Complicity in Mathers’ murder leads the narrator to a kind of Hell dominated by a surrealistic police barracks–one-dimensional from one point of view, three-dimensional from another–the governing center of a countryside populated by people who are in part bicycles. An exchange of atoms between a cyclist and his machine produces various percentages of man-bike or bike-man, and it is one of the chief tasks of the policemen to keep track of the percentages from moment to moment….

The Third Policeman is a comic but sinister invention: on the one hand, a regional farce in which a criminal struggles with an entrenched rural bureaucracy, and, on the other, a mysterious allegory of universal pitfalls. It is a metaphysical comedy in which tricky camerawork and fleet ballet maneuvers of style bear the stamp of a technical master who has an occasional Irish weakness for blarney. Wit sometimes descends into whimsey. Completely original, it paradoxically brings to mind, as so many less original works do not, the world and tone of other writers, and of Joyce and Finnegans Wakes in particular. (A one-legged man who first tries to murder the narrator and then befriends him is named Finnucane.) Though O’Brien’s book makes no claim to the grandeur and sweep of Joyce’s epic, its hero is dead, Joyce’s asleep. Both books are circular in construction, slyly erudite in a similar fashion, and depend for a good deal of their force and comedy on linguistic invention. The outsize, cardboard caricatures of the three policemen suggest Kafka’s “assistants” in managing simultaneously to appear both innocent and forbidding, and their cryptic dialogue owes more than a little to Alice in Wonderland.

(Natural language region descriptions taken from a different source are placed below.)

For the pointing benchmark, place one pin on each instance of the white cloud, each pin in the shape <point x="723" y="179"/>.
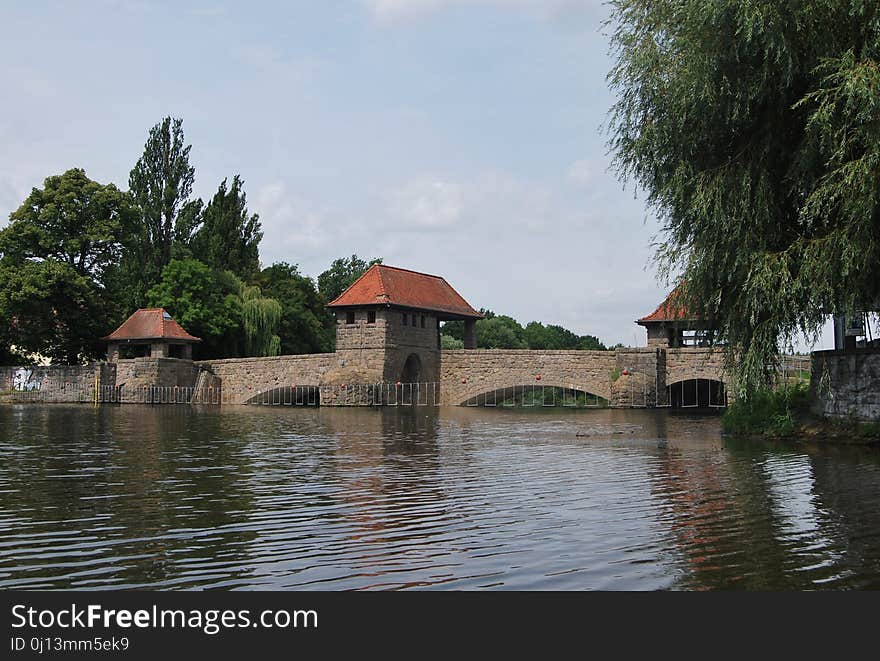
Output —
<point x="399" y="11"/>
<point x="290" y="224"/>
<point x="424" y="203"/>
<point x="583" y="172"/>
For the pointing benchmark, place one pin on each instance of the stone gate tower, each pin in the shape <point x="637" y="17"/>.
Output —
<point x="388" y="326"/>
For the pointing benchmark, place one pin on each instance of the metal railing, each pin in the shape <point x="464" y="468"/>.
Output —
<point x="373" y="394"/>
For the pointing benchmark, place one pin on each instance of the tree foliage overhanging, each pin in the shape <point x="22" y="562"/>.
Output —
<point x="499" y="331"/>
<point x="754" y="129"/>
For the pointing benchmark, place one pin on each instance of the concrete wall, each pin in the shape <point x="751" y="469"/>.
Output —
<point x="468" y="373"/>
<point x="846" y="383"/>
<point x="377" y="352"/>
<point x="55" y="383"/>
<point x="138" y="373"/>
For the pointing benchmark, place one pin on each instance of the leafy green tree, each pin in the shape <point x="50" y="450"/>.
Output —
<point x="59" y="256"/>
<point x="55" y="311"/>
<point x="260" y="318"/>
<point x="228" y="237"/>
<point x="306" y="325"/>
<point x="754" y="129"/>
<point x="72" y="219"/>
<point x="342" y="274"/>
<point x="160" y="184"/>
<point x="591" y="343"/>
<point x="206" y="302"/>
<point x="449" y="342"/>
<point x="500" y="332"/>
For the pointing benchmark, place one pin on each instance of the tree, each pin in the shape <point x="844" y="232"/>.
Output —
<point x="160" y="183"/>
<point x="500" y="332"/>
<point x="228" y="237"/>
<point x="306" y="325"/>
<point x="60" y="253"/>
<point x="342" y="274"/>
<point x="207" y="303"/>
<point x="449" y="342"/>
<point x="231" y="318"/>
<point x="754" y="129"/>
<point x="54" y="311"/>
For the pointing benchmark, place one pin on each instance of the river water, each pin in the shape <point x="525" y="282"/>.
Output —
<point x="454" y="498"/>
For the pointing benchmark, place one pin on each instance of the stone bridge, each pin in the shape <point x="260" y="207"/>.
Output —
<point x="624" y="377"/>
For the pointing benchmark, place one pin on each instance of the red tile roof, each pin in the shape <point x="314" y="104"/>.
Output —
<point x="668" y="310"/>
<point x="150" y="324"/>
<point x="389" y="285"/>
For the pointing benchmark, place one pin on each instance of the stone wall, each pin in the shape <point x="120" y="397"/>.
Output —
<point x="137" y="373"/>
<point x="846" y="384"/>
<point x="376" y="351"/>
<point x="694" y="363"/>
<point x="54" y="383"/>
<point x="243" y="378"/>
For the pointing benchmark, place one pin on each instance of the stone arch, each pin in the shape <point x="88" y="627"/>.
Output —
<point x="287" y="396"/>
<point x="485" y="393"/>
<point x="697" y="393"/>
<point x="687" y="372"/>
<point x="412" y="369"/>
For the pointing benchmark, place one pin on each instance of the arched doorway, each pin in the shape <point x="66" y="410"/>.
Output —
<point x="697" y="393"/>
<point x="412" y="369"/>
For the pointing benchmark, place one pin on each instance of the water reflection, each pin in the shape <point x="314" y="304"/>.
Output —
<point x="277" y="497"/>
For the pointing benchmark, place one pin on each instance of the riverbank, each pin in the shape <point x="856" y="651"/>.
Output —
<point x="785" y="414"/>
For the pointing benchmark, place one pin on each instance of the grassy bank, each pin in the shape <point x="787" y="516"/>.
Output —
<point x="785" y="413"/>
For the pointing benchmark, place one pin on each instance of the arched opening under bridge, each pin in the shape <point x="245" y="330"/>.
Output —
<point x="536" y="395"/>
<point x="697" y="394"/>
<point x="288" y="396"/>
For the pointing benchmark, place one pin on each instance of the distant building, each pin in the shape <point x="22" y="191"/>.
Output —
<point x="149" y="332"/>
<point x="672" y="325"/>
<point x="398" y="312"/>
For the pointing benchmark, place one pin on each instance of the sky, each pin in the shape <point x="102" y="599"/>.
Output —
<point x="462" y="138"/>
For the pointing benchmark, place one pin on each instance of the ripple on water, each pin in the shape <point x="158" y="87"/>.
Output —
<point x="276" y="497"/>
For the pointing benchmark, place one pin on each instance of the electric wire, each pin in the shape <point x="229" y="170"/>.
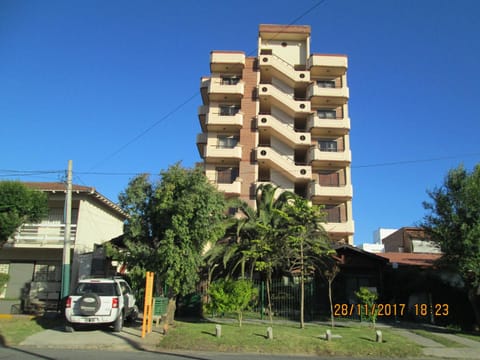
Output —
<point x="185" y="102"/>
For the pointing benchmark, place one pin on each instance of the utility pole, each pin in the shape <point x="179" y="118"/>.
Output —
<point x="66" y="241"/>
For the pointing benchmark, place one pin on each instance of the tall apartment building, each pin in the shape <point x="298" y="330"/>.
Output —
<point x="280" y="117"/>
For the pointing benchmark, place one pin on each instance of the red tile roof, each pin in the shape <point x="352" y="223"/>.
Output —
<point x="415" y="259"/>
<point x="62" y="187"/>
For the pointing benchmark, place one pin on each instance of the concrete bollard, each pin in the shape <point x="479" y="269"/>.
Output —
<point x="269" y="333"/>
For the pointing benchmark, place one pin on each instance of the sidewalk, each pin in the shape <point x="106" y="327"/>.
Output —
<point x="467" y="349"/>
<point x="130" y="338"/>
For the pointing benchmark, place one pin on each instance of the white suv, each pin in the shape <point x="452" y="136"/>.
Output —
<point x="100" y="301"/>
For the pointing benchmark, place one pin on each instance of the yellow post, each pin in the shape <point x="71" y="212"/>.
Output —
<point x="148" y="304"/>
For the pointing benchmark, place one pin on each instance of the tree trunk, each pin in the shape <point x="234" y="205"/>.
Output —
<point x="302" y="289"/>
<point x="240" y="316"/>
<point x="268" y="298"/>
<point x="473" y="298"/>
<point x="330" y="300"/>
<point x="172" y="306"/>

O’Brien belongs to a school of fiction more interested in archetype than in character and in metamorphosis than in action. His puppetlike figures do not suffer as individuals in any ordinary sense; they suffer for everyone in some general amusement park of the soul while confronting their unexpected fates. In O’Brien’s Hell, guilt is a moral implication, not a matter of psychological anguish, and intimidation is the major terror, not humiliation. O’Brien mines and transforms; he takes the weather of other writers and creates a climate of his own. The Third Policeman, written in Ireland in 1940 and published here a year after the author’s death, is both sui generis and the product of a literary convention. And for no reason one can definitely point to, it is as strangely emotionally affecting as it is funny.

Charles Foran in Lost Classics

I believe it is a novel charged with the same weird energy as Thomas Pynchon’s Gravity’s Rainbow. Both deal with the aftermath of a bomb. In Pynchon, the consequence is social derangement; all changed utterly by humanity having bitten into the apple of mass destruction. In The Third Policeman, the consequence is a narrator transported from his own familiar but deeply strange world into a parallel one that is strange but deeply familiar. O’Brien invest slapstick and lowbrow comedy–a blowhard cop, gags with bicycles and dogs–with overtones of menace. Tall tales turn swiftly dark; the “crack,” as the Irish call good banter, starts to crack up. Where we are is Ireland, the book infers–pace Marlowe’s Faustus on hell–and must ever be.

The Third Policeman is about how our subconscious propels us where our conscious selves wisely refuse to go. It is definitely a parable. It definitely heads down a narrow and dark thematic road. But the novel is also a first draft by an author who shows signs of being disconcerted, perhaps even scared, by what he is creating. (The use of footnotes, supposedly to mock academic pomposity, is a clear hedge.) When I read the book as a graduate student in Dublin I thought it an amazing piece of writing. Few agreed with me. When I did my thesis on the novel, I kept finding more and more there: layers and fears, dares and cop-outs. I couldn’t believe so few scholars took the work seriously. In the end, I doubt I convinced many to reconsider.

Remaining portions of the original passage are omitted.